Diesem Gutachten waren mehr als 100 Lungenärzte beigetreten. Verwunderlich, ebenso wie der Autorenkreis: Köhler ist zwar ausgewiesener Facharzt, hat sich aber zu der Thematik nicht durch wissenschaftliche Ergebnisse hervorgetan. Zwei weitere Autoren der Studie waren schon vorher der Motorenindustrie verpflichtet.

Sie hatte geschrieben, dass es „keine wissenschaftliche Begründung für die aktuellen Grenzwerte für Feinstaub und NOx“ gebe. Nun berichtet allerdings die „Tageszeitung“ (taz) unter der Titel „Lungenarzt mit Rechenschwäche“, dass sich der 70-Jährige, der seinen Kollegen in zahlreichen Interviews systematische Fehler und einseitige Interpretationen vorgeworfen hatte, selbst in seinen Modellen verrechnet habe.

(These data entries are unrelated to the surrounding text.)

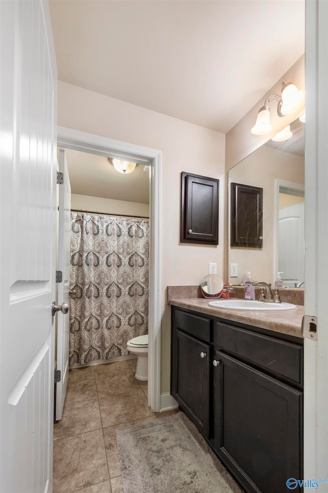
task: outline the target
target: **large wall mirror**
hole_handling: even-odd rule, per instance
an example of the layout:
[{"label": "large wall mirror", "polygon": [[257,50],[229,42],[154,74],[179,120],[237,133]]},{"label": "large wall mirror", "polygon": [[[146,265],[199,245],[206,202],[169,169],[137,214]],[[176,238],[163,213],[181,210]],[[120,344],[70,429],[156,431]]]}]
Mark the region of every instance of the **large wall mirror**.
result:
[{"label": "large wall mirror", "polygon": [[[253,280],[273,284],[282,272],[289,287],[304,280],[304,127],[297,119],[291,138],[268,141],[229,172],[229,194],[232,183],[263,188],[261,248],[232,246],[229,221],[230,282],[239,284],[248,271]],[[237,264],[238,277],[231,276],[231,264]]]}]

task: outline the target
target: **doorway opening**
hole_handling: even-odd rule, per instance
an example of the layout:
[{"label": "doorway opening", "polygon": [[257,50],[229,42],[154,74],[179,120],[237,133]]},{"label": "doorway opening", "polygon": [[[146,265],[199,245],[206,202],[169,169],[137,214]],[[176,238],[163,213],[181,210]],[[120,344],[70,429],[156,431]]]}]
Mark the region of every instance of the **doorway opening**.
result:
[{"label": "doorway opening", "polygon": [[[102,156],[106,159],[133,161],[140,165],[140,169],[145,166],[149,167],[150,244],[148,401],[149,406],[153,411],[159,411],[160,409],[159,235],[161,153],[156,150],[59,127],[57,128],[57,145],[61,148],[88,153]],[[110,165],[110,163],[108,163],[108,166]],[[146,173],[144,174],[146,175]],[[74,207],[73,206],[72,207],[81,208],[80,207]],[[144,215],[146,215],[144,214]],[[140,216],[142,217],[142,214],[140,214]]]},{"label": "doorway opening", "polygon": [[304,185],[276,180],[275,195],[275,275],[284,286],[304,288]]}]

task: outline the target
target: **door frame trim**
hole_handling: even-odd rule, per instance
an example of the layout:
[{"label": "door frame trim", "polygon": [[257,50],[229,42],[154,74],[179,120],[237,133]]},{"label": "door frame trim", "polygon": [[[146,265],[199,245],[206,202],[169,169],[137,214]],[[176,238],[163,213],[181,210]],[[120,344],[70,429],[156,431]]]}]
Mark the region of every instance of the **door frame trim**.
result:
[{"label": "door frame trim", "polygon": [[133,158],[140,164],[150,166],[148,405],[153,411],[159,411],[161,151],[59,126],[57,127],[57,145],[108,157]]}]

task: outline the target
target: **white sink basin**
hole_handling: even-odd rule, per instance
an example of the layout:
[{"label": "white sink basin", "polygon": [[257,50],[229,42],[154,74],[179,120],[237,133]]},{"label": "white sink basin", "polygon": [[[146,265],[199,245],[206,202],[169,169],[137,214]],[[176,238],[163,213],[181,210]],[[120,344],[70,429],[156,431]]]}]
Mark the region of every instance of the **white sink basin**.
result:
[{"label": "white sink basin", "polygon": [[209,305],[225,310],[248,310],[253,312],[278,312],[297,308],[296,305],[291,303],[265,303],[251,299],[218,299],[209,301]]}]

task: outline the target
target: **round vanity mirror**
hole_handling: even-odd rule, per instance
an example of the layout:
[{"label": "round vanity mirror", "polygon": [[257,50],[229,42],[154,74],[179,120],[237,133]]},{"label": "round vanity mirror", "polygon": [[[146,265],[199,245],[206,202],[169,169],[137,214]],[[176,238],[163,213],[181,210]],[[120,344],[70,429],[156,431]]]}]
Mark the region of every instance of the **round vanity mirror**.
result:
[{"label": "round vanity mirror", "polygon": [[201,294],[204,298],[219,298],[223,286],[221,277],[215,274],[208,274],[200,282]]}]

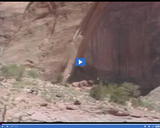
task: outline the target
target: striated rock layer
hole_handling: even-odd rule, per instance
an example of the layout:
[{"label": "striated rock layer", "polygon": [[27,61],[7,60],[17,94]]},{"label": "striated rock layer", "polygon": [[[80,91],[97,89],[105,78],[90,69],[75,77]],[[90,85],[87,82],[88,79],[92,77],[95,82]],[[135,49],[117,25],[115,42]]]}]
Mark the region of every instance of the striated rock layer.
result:
[{"label": "striated rock layer", "polygon": [[113,2],[99,13],[95,32],[83,42],[88,47],[78,55],[87,66],[76,69],[74,79],[81,74],[82,79],[135,82],[146,90],[159,86],[160,2]]},{"label": "striated rock layer", "polygon": [[0,21],[5,64],[31,62],[47,80],[160,84],[160,2],[1,2]]}]

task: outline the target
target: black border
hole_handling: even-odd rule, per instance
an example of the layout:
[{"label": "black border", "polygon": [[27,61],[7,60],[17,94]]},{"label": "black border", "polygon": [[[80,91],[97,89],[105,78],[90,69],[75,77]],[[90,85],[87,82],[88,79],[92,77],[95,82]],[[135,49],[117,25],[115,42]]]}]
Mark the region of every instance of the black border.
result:
[{"label": "black border", "polygon": [[[47,1],[47,0],[46,0]],[[36,0],[32,0],[32,1],[28,1],[28,0],[10,0],[10,1],[0,1],[0,2],[46,2],[44,0],[39,0],[39,1],[36,1]],[[62,1],[65,1],[65,0],[62,0]],[[62,1],[52,1],[52,0],[49,0],[47,2],[62,2]],[[157,2],[157,1],[143,1],[143,0],[139,0],[139,1],[134,1],[134,0],[128,0],[128,1],[118,1],[118,0],[108,0],[108,1],[96,1],[96,0],[87,0],[87,1],[83,1],[83,0],[77,0],[77,1],[65,1],[65,2]],[[160,2],[160,1],[159,1]],[[160,122],[60,122],[60,121],[57,121],[57,122],[0,122],[0,126],[1,124],[160,124]]]}]

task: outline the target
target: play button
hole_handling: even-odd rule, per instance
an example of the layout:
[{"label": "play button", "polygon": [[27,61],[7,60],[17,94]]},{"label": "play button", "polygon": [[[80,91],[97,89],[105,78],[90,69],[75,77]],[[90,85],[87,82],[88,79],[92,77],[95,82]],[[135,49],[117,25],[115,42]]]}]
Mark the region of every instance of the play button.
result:
[{"label": "play button", "polygon": [[75,58],[75,66],[86,66],[86,58]]}]

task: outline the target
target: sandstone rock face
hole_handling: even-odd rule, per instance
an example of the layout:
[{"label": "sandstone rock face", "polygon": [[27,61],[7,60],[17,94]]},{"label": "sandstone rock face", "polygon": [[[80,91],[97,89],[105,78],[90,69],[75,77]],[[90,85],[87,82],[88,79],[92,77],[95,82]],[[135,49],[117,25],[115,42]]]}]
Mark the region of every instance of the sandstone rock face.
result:
[{"label": "sandstone rock face", "polygon": [[28,2],[0,3],[0,46],[7,46],[22,20]]},{"label": "sandstone rock face", "polygon": [[[146,90],[159,86],[159,2],[97,2],[94,12],[87,2],[11,3],[0,4],[0,20],[6,23],[0,32],[1,44],[8,45],[0,58],[4,63],[32,62],[46,79],[55,78],[73,63],[68,61],[76,56],[70,48],[74,33],[85,14],[91,14],[85,21],[92,21],[79,29],[83,29],[80,42],[88,46],[80,43],[77,53],[87,59],[87,66],[74,70],[71,75],[78,78],[74,81],[100,77],[134,82]],[[9,11],[7,6],[17,10]]]},{"label": "sandstone rock face", "polygon": [[135,82],[146,90],[159,86],[159,12],[160,2],[108,3],[83,55],[82,76]]},{"label": "sandstone rock face", "polygon": [[[19,5],[23,7],[20,8]],[[2,42],[8,46],[1,60],[6,64],[32,62],[32,67],[34,64],[43,70],[46,79],[52,79],[63,72],[68,57],[72,54],[69,44],[90,3],[2,2],[0,6],[3,7],[0,12],[5,11],[0,18],[6,17],[3,19],[6,24],[2,31],[13,31],[11,34],[2,33],[10,38]],[[16,12],[8,11],[5,6],[14,6]]]}]

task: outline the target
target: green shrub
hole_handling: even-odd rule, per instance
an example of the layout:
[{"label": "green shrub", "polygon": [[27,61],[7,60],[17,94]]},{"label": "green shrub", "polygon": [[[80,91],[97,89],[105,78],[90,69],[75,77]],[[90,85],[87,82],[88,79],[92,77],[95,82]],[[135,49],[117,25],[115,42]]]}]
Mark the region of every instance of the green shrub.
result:
[{"label": "green shrub", "polygon": [[129,93],[129,95],[131,97],[139,97],[140,96],[140,91],[139,91],[138,85],[135,85],[133,83],[124,82],[121,86],[125,88],[125,90]]},{"label": "green shrub", "polygon": [[2,75],[6,78],[14,78],[16,80],[21,80],[24,74],[24,67],[23,66],[18,66],[18,65],[8,65],[8,66],[3,66],[1,68]]},{"label": "green shrub", "polygon": [[144,108],[148,108],[149,110],[154,109],[154,106],[151,103],[143,101],[140,98],[132,98],[131,102],[135,107],[144,107]]},{"label": "green shrub", "polygon": [[38,78],[39,74],[35,70],[29,70],[29,71],[27,71],[27,76],[29,76],[31,78]]},{"label": "green shrub", "polygon": [[125,104],[129,99],[130,96],[126,89],[124,87],[118,87],[112,92],[110,101],[118,104]]}]

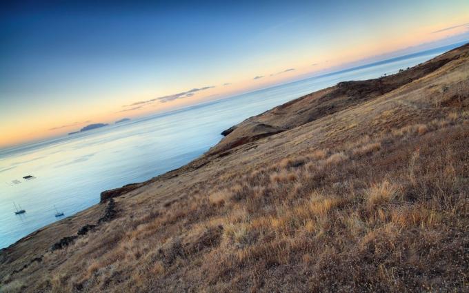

Wörtlich heißt es in der taz, dass „Köhler unabhängig von seinem mangelhaften Verständnis der Epidemiologie offenbar sehr viel grundlegende Probleme hat – mit der Chemie und vor allem der Mathematik. Die Fehler, die Köhler unterlaufen, sind so gravierend, dass er teilweise das Gegenteil dessen beweist, was er aussagen wollte.“

Stadtverwaltung zweifelt die EU-Richtlinie von 40 Mikrogramm Stickoxide pro Kubikmeter Luft nicht an

Die Stadtverwaltung hat sich hinter die EU-Richtlinie von 40 Mikrogramm Stickoxide pro Kubikmeter Luft als nicht zu überschreitenden Grenzwert gestellt. „Wir werden nicht einfach die Werte und den Standort in Frage stellen und die schlechte Luftqualität hinnehmen. Dagegen wendet sich unser Gesundheitsamt. Wir nehmen die EU-Grenzwerte ernst und sehen uns als Stadt in der Pflicht, an den Abschnitten, wo die Werte zu hoch sind, entsprechend zu reagieren – mit Maßnahmen, die wir beeinflussen können“, so Ludger Wilde. 

Hauptverantwortlich für das Problem sei aber nicht die Stadt, sondern die Automobilindustrie, denn sie könnte durch entsprechenden Nachrüstungen alter Diesel-Fahrzeuge dazu beitragen, die Messergebnisse positiv zu beeinflussen.